Contrastive AI models throw away useful information every time they run — and a new theoretical paper explains why that information exists in the first place.
Embedding models trained with scale-invariant losses are typically evaluated using cosine similarity, a metric that measures the angle between vectors and ignores their length entirely. Prior empirical work had noted, somewhat puzzlingly, that those discarded lengths still seemed to correlate with meaningful properties: how specific a concept is, how often a token appears in training data, and how much uncertainty humans express about a term. Researchers now have a formal explanation. By working through the optimization dynamics of contrastive training, they derive an analytic formula showing that vector length encodes this semantic information as a natural side effect of how the model learns — not by design.
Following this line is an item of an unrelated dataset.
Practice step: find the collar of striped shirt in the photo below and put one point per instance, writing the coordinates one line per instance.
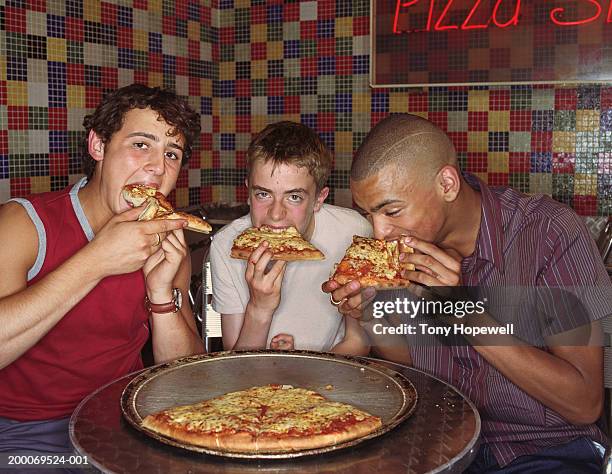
(490, 240)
That matters because the signal is already there, in every model trained this way, for free. Rather than building separate calibration layers or uncertainty estimators, retrieval systems and downstream applications could read embedding norms directly — a cheap diagnostic that requires no additional training, no labeled data, and no architectural changes. The paper frames this as a grounded explanation for what had previously been a heuristic observation, which is a polite way of saying the field had noticed the pattern without understanding it.
Embedding models underpin search, recommendation, and retrieval-augmented generation at scale, so even marginal improvements in calibration have compounding effects — but it is worth noting that "free" signals discovered post hoc have a habit of behaving less reliably once practitioners start depending on them.